Theresa remains active in connecting rural communities around Kodiak on federal fish policy issues and is aiming to expand that role by engaging with western Alaska and other communities in the future.

Shannon has his finger on the pulse of Magnuson-Stevens Act (MSA) reauthorization and continues to serve in a leadership roles with both the Fishing Communities Coalition and Marine Fish Conservation Network. He recently delivered invited testimony on MSA at a Senate field hearing in Soldotna. You can view the video of that hearing here.

The Young Fishermen’s Development Program Act, a bill that would create a grant program to bolster the next generation of fishermen and was developed by AMCC and partners, is also gaining momentum in Congress. Stay tuned for how you can show your support for the Act. AMCC will be at Pacific Marine Expo in Seattle once again this year with more info on  our fisheries policy work in Seattle so stop by our booth and say hello to Theresa and Shannon there! 

Our Working Waterfronts Program led by Dr. Rachel Donkersloot is also moving ahead full steam. In October, Rachel travels to Santa Barbara to meet with researchers, fishermen and managers to advance work on better integrating well-being concepts into fisheries management through the State of Alaska Salmon and People initiative. At the same time, she is wrapping up a multi-year social science research project in collaboration with UAF and Alaska Sea Grant aimed at identifying barriers and solutions to supporting the next generation of fishermen. The Graying of the Fleet project is coming to a conclusion in the next few several months but exciting outreach products are being created like tips for beginning fishermen, PSAs, and short videos. Check out the project’s Facebook page here for tips and more to come.

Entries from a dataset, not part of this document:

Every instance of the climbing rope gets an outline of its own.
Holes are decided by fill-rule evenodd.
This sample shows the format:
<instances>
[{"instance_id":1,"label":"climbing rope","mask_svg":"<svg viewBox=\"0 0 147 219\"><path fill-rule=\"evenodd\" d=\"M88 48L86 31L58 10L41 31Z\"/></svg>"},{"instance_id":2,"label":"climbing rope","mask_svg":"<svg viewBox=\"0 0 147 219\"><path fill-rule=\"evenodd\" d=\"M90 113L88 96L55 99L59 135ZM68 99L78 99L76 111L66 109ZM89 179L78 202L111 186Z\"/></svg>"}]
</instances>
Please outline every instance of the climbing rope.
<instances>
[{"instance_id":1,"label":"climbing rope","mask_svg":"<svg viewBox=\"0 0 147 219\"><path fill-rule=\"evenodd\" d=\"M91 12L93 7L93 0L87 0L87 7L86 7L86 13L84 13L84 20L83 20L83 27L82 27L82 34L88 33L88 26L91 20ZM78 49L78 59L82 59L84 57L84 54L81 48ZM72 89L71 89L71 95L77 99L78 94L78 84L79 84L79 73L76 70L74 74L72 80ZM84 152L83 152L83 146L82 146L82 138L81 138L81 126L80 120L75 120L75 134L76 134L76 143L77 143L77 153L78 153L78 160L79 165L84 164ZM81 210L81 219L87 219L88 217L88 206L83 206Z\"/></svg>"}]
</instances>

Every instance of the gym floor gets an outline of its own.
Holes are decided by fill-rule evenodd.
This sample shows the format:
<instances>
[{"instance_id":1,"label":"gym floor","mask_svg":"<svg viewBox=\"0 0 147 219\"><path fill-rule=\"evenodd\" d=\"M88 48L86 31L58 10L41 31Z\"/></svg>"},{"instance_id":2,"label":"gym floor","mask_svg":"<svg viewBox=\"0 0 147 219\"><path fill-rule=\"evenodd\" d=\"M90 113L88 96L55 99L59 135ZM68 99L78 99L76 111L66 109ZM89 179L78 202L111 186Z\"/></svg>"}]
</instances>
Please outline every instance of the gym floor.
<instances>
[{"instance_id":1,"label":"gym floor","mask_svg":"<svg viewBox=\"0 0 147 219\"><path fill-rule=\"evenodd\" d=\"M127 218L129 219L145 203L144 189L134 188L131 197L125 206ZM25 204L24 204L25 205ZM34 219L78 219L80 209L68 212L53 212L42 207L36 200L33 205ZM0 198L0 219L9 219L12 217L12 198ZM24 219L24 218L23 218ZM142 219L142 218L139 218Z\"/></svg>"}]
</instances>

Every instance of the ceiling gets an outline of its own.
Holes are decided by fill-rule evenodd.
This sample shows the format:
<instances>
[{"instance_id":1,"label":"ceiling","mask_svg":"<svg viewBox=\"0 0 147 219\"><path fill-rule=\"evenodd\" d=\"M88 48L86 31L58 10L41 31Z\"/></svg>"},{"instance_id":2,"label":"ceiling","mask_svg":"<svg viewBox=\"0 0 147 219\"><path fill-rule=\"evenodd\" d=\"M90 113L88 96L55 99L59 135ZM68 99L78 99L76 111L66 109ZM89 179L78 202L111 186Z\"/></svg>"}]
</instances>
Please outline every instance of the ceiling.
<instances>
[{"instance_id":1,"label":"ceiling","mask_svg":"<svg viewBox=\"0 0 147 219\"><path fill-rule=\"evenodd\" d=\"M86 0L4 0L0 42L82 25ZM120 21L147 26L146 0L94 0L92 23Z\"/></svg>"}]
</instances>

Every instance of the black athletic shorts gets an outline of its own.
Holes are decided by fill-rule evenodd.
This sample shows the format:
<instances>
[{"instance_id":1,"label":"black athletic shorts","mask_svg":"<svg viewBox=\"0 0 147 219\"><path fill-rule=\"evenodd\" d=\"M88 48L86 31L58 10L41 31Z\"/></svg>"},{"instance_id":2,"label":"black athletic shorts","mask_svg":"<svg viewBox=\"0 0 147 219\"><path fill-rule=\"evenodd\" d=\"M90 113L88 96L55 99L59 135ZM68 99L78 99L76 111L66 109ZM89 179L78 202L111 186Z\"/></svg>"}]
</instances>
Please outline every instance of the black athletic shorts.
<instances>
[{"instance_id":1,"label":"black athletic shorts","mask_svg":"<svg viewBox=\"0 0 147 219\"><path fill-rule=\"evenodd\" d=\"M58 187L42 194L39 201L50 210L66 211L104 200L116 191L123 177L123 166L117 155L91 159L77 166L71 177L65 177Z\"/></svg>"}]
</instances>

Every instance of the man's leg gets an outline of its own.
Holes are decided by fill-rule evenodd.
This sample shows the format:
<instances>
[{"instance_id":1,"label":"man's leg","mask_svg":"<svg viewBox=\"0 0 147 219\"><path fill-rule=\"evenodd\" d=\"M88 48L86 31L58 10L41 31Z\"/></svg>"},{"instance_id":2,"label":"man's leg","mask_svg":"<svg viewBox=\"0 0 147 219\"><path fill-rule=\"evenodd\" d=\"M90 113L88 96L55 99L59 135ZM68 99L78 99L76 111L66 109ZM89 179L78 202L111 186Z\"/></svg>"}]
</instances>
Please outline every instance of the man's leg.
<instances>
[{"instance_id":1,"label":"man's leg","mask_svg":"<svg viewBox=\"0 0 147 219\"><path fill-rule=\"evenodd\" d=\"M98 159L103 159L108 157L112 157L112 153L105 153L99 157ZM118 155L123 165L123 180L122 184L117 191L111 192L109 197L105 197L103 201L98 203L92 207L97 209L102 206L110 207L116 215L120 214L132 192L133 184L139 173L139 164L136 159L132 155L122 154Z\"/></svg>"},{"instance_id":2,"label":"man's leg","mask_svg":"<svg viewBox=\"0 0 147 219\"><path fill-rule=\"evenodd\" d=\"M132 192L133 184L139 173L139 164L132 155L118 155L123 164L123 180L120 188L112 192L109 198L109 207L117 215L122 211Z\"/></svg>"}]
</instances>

The Alaska Young Fishermen’s Network (AYFN) is also in high gear under the leadership of Rachel. Five young fishermen from across the state will take on roles with host organizations this fall in the first cohort of AMCC’s  Young Fishing Fellows Program. We are also gearing up to host a strategic planning retreat for the Alaska Young Fishermen’s Network at the end of October. This gathering will bring together young fishermen from across the state to develop a future vision for the AYFN. After over a year of development, the first ever Young Fishermen’s Almanac will be published in December. The Almanac is  a compelling compilation of tales, poetry, artwork and musings by young fishermen from across the state. We’ll be hosting launch parties and more to celebrate the publication and the role of the next generation in Alaska’s fishing industry and communities.

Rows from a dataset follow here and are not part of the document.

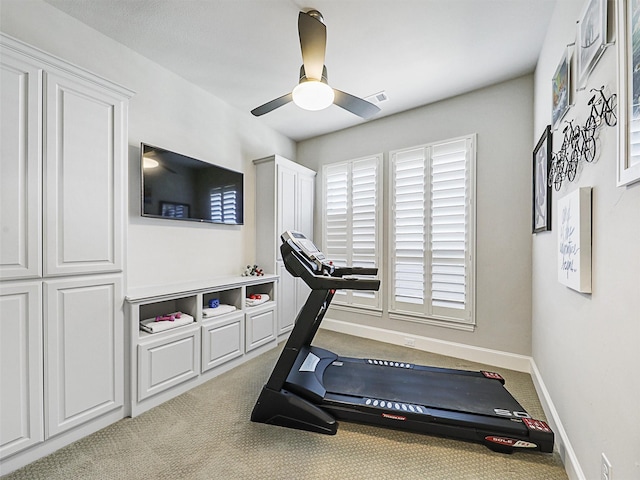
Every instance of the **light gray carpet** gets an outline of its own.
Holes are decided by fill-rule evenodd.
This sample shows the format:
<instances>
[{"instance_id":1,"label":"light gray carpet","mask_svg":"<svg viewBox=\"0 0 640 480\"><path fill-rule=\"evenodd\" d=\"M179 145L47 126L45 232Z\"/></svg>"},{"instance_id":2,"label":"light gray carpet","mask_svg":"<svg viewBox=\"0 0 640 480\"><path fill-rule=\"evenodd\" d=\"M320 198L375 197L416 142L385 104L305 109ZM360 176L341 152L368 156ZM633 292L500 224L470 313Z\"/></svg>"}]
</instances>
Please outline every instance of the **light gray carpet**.
<instances>
[{"instance_id":1,"label":"light gray carpet","mask_svg":"<svg viewBox=\"0 0 640 480\"><path fill-rule=\"evenodd\" d=\"M344 356L498 371L529 414L544 419L528 374L323 330L314 345ZM504 455L479 444L346 422L335 436L252 423L281 348L3 480L567 478L557 453Z\"/></svg>"}]
</instances>

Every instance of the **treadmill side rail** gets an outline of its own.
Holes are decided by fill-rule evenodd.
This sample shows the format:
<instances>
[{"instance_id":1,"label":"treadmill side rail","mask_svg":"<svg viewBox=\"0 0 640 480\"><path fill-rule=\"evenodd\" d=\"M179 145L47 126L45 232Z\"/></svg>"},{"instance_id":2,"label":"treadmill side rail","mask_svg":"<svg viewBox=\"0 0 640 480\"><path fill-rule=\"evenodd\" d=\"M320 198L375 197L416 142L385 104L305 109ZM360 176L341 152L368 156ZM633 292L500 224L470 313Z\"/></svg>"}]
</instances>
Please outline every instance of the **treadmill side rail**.
<instances>
[{"instance_id":1,"label":"treadmill side rail","mask_svg":"<svg viewBox=\"0 0 640 480\"><path fill-rule=\"evenodd\" d=\"M338 431L338 423L326 411L292 392L266 386L253 407L251 421L326 435L335 435Z\"/></svg>"}]
</instances>

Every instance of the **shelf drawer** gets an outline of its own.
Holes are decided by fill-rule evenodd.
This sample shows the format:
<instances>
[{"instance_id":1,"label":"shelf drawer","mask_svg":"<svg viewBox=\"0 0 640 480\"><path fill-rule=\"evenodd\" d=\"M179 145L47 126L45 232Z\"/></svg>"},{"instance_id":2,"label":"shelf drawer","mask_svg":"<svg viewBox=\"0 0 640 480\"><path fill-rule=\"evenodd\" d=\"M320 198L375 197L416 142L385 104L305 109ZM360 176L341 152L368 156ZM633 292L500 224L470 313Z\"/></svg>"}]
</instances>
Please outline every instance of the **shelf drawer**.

Rachel and Kelly will also be heading to Bristol Bay next week to help guide a workshop on seafood marketing and branding for students in the region. AMCC plans to continue partnering with the Bristol Bay Borough School District and others to grow the region’s first fisheries focused Career and Technical Education (CTE) training in the future.

Our ocean acidification kiosk moved to Cordova in August and can be found at the Cordova Center thanks to a partnership with the Prince William Sound Science Center. We’re continuing to work with the Alaska Ocean Observing System and other partners to connect fishermen and coastal residents to the science on ocean acidification. You can stay up-to-date by signing up for the Alaska Ocean Acidification Network here. Videos from the kiosk can be viewed here. 

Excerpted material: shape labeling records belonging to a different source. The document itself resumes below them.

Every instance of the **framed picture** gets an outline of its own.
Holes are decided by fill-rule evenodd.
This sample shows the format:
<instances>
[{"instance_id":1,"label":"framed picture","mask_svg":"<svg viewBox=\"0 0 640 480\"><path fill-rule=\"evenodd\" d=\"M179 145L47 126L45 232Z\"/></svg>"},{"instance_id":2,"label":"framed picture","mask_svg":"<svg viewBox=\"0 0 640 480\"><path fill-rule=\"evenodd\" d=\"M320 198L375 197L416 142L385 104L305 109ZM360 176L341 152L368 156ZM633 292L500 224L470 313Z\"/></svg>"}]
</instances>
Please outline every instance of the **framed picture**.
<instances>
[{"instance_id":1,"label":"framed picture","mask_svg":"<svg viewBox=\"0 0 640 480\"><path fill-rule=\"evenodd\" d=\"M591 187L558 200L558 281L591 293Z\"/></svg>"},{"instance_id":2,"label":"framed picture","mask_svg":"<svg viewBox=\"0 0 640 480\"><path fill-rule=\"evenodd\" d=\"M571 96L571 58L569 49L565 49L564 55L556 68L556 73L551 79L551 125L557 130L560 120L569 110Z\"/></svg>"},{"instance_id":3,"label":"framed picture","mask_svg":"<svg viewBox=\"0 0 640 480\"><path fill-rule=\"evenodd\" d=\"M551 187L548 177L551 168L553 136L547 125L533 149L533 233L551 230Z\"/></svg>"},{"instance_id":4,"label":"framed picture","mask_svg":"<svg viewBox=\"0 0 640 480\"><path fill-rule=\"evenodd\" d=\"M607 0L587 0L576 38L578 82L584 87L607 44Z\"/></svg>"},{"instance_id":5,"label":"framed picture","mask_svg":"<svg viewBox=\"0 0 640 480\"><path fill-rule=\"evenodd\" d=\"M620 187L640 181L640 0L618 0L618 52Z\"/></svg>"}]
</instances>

So while the makeup of our team is changing in the coming months, our vision, mission and commitment to addressing issues that impact the health of our fisheries and communities remains strong. Our team, our programs, and our work is as important and as active as ever. We thank our members and partners for your support that makes this work possible! Please feel free to reach out to any staff or board members with any thoughts or concern during this period. We are confident AMCC that we will weather this transition and come out stronger than before.